Did he crap his diapers in the backseat of your car on a long trip? Time to pull over and fix him.
This is the luxury babies are afforded. They’re too cute to be mad at and they just don’t know any better.
Really, it’s the same principle in the NBA.
Kevin Durant only shot 35% from the floor in his first playoff series? Give him a break, that was his first rodeo.
Blake Griffin, despite his stellar play, can’t elevate the Clippers past the worst record in the NBA (4-15)? He’s a rookie, and a Clipper at that, what do you expect?
The Rose era Bulls haven’t won a single playoff series yet? The era hasn’t even seen the end of its third season. Give it time.
What happens when your four month old becomes a four year old?
Well then, if he intentionally knocks his spaghetti on the floor you warn him not to do it again and you make him clean up after himself.
When he needs to use the bathroom you point him to the nearest potty.
If he yells and acts up in public, well, you spank his ass.
What’s the NBA translation?
Well, if Durant goes another couple of seasons without a ring, he’ll be dismissed as a post-season choker.
If in that time frame Derrick Rose doesn’t win a playoff series, he’ll be a Robin in need of a Batman.
If Griffin doesn’t achieve success by then… people will probably sympathize with the fact he’s with the Clippers, but that’s beside the point.

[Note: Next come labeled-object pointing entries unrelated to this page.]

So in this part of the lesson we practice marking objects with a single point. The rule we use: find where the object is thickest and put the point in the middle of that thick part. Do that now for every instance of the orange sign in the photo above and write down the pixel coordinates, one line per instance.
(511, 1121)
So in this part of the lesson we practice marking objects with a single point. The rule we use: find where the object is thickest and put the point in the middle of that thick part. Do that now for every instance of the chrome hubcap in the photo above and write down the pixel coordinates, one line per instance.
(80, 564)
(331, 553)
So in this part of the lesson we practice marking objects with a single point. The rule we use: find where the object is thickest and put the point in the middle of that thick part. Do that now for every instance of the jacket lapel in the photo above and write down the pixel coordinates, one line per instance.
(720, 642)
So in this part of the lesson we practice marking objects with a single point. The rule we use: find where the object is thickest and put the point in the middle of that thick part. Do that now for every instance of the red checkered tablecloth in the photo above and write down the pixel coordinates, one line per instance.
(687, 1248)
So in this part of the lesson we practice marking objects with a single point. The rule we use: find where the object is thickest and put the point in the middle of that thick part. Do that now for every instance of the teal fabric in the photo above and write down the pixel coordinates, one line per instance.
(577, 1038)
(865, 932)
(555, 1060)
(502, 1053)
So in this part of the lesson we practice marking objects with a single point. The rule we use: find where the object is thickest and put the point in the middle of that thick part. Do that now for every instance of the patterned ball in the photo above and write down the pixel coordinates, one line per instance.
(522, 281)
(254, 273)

Expectations in Chi Town are as high as they’ve been in the 2000’s and for good reason. This is the most talented roster the Bulls have had since then.
Everyone loves a young team when they’re first starting out. They have no real expectations and any success they do achieve is just gravy.
Once they get a bit older, things change, perceptions quickly worsen and expectations grow.
The Bulls have the entire city of Chicago behind them now, as they should, but they need to realize that windows of opportunity don’t last forever.
But with the exponential growth we’ve seen from Rose and Noah, it shouldn’t have to.
Its unfair to expect more than a single playoff series win now, but sooner rather than later, this Bulls team should be goal-oriented towards playing in June.